Zhan and co-workers developed a new method that will allow the intricate processes underlying lasso peptide biosynthesis to be interrogated for the first time. Using the tools of artificial intelligence (AI) and computational modeling, they identified critical information that could be used in the discovery of innovative drugs.

Unraveling the Lasso Knot
Lasso peptides are an atypical family of ribosomally synthesized and post-translationally modified peptides (RiPPs) made by bacteria. Not only are these molecules flipping cool looking with lasso-like structure that allows them to be as stable and sturdy as they are, but they can also fend off surprises from the environment.
In the more than three decades since then, it is indeed astounding to know how scientists still mull over how these peptides are synthesized. A key peptidase and cyclase enzyme pair operate in concert, chopping up a long precursor peptide to form the characteristic knotted topology. However, in order to truly harness the power of this process, we must first understand the precise mechanisms by which its folding occurs.

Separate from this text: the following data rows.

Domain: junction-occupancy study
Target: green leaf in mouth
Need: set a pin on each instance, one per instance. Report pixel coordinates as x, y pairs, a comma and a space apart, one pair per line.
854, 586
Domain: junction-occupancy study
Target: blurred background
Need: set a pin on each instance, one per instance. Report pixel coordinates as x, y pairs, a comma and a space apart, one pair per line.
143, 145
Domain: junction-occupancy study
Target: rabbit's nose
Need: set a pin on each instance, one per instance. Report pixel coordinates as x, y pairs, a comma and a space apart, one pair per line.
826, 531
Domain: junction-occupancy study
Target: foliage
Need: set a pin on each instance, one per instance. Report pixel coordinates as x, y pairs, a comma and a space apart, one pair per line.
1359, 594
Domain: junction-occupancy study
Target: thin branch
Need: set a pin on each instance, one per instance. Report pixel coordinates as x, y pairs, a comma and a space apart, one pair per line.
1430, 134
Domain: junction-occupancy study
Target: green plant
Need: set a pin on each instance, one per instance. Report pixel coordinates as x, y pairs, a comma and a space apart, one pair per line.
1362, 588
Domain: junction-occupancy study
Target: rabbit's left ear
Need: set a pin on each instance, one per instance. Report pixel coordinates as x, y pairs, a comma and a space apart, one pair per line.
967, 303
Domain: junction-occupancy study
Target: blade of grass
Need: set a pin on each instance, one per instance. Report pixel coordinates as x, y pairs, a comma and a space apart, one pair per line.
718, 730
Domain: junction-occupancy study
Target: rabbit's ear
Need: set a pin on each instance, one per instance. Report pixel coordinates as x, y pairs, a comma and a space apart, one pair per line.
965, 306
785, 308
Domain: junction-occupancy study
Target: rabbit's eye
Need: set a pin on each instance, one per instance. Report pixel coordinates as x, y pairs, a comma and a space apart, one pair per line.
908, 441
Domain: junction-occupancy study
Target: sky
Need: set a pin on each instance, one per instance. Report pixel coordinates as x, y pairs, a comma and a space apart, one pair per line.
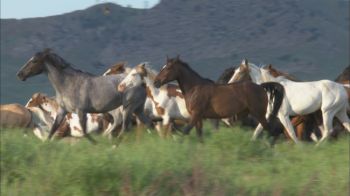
39, 8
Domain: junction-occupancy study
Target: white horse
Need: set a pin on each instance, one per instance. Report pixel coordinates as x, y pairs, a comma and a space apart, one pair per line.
302, 98
46, 109
166, 102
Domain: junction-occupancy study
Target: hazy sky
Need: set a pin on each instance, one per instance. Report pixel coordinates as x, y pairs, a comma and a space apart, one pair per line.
39, 8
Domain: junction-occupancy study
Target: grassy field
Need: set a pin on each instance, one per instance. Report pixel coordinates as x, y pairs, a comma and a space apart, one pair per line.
227, 163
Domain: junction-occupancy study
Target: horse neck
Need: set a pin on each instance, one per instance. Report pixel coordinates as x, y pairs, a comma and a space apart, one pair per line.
150, 84
56, 77
188, 79
256, 74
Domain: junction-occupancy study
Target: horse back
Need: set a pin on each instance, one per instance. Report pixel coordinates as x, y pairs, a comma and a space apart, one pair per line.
226, 99
15, 115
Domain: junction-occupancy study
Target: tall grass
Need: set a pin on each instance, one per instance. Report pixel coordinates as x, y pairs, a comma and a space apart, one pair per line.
227, 163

In this study, researchers have tackled the issue head-on by using artificial intelligence to reveal the secrets of the lasso peptide cyclase. Using state-of-the-art computational models (e.g., AlphaFold and RODEO) they predicted the 3D structure of the FusC cyclase and identified key amino acid residues that interact with the peptide substrate. The new methodology is a significant step forward in terms of the insight into biophysical interactions that dictate lasso knot formation remains unrivaled.
Engineering Diversity into Lasso Peptides
According to the researchers, discovering the underlying mechanisms is not only important. Here, they have shown how this knowledge can be used to enable the engineering of new and diverse lasso peptides, which may broaden the therapeutic applicability of these extraordinary molecules.

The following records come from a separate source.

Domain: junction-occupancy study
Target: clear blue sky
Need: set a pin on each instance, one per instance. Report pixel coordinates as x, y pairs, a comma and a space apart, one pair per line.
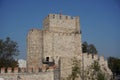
99, 21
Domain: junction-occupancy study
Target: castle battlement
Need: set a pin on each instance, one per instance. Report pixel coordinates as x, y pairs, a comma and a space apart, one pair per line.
60, 16
94, 57
61, 23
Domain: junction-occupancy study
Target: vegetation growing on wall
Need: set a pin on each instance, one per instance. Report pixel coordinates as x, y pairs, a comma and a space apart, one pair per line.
8, 49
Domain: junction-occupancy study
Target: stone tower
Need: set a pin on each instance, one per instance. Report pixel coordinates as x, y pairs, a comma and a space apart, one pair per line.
60, 37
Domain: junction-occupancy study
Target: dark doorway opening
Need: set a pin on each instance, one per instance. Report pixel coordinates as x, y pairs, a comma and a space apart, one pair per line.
47, 59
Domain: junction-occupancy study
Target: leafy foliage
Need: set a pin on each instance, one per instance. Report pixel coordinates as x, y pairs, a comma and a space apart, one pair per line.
94, 72
88, 48
114, 65
8, 49
75, 69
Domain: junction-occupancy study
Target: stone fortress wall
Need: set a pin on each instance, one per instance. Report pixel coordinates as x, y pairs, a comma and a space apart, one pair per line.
88, 59
50, 50
21, 74
60, 37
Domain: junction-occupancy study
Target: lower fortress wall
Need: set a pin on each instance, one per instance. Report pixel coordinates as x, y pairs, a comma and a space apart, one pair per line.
49, 74
61, 72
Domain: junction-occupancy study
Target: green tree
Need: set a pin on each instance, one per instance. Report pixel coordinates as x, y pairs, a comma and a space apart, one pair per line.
89, 48
75, 69
92, 49
94, 72
85, 47
114, 65
8, 49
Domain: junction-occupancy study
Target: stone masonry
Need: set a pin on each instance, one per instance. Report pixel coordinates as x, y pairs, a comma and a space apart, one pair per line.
51, 49
60, 37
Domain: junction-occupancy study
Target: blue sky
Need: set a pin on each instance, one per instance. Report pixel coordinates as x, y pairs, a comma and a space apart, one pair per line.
99, 21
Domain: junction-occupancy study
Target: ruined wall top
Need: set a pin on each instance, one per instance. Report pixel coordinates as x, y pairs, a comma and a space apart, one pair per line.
61, 23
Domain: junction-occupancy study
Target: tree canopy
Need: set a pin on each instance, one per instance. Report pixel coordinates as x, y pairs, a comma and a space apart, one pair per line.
8, 49
89, 48
114, 65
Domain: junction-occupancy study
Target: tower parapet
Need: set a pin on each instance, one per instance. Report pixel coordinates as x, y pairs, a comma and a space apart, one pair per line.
61, 23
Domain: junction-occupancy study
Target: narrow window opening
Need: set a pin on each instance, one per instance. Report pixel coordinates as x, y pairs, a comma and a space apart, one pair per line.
47, 59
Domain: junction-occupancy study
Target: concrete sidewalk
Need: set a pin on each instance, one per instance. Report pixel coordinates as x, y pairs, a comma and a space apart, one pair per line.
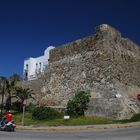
78, 128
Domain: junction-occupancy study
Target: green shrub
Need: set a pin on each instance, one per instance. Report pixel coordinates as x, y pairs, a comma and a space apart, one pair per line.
135, 118
45, 113
17, 106
79, 103
30, 107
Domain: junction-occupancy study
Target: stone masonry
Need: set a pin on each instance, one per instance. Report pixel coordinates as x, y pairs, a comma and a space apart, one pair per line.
105, 64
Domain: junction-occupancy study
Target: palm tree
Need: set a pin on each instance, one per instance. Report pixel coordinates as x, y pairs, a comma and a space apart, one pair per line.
2, 93
23, 94
11, 90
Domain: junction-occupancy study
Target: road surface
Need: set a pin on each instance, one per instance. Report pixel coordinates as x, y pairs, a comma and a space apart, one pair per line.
114, 134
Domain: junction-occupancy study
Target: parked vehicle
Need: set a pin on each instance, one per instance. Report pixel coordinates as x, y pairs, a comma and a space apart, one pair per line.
10, 127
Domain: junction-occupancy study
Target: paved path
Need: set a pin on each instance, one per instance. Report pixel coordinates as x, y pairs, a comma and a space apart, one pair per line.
107, 134
79, 128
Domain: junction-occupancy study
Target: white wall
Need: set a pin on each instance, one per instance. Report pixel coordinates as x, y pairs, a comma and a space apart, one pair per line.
37, 65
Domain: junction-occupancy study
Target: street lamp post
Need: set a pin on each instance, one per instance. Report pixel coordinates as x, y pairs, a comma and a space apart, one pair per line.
24, 105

Using the information they gleaned from their benchtop studies, the team found a mutant variant of FusC cyclase capable of folding new lasso peptides based on computational findings. An accomplishment that says not only much about their computational model, but enormities about what could be the generation of lasso peptide-based therapeutics.
This study was also part of a collaboration with the biotechnology company Lassogen, which aimed to demonstrate the applications of this research. In addition, they engineered another cyclase (McjC) to efficiently synthesize an inhibitor of integrin closely linked with cancer; this shows the flexibility of their strategy. The discovery illustrates the enormous potential of lasso peptides as a goldmine to be exploited for drug discovery and development.
Conclusion
The new methodology, presented in this study is an exquisite example of using frontier research as a source for transformation to improve drug discovery by deploying inter-disciplinary group and advanced in silico tools. Underpinning the approach that we can develop with natural lasso peptides to fight a diverse array of diseases from cancer to viral infections, the researchers have cracked open the complex machinery underpinning their formation. This study is bound to be the foundation on which future novel treatments will advance, as the field progresses.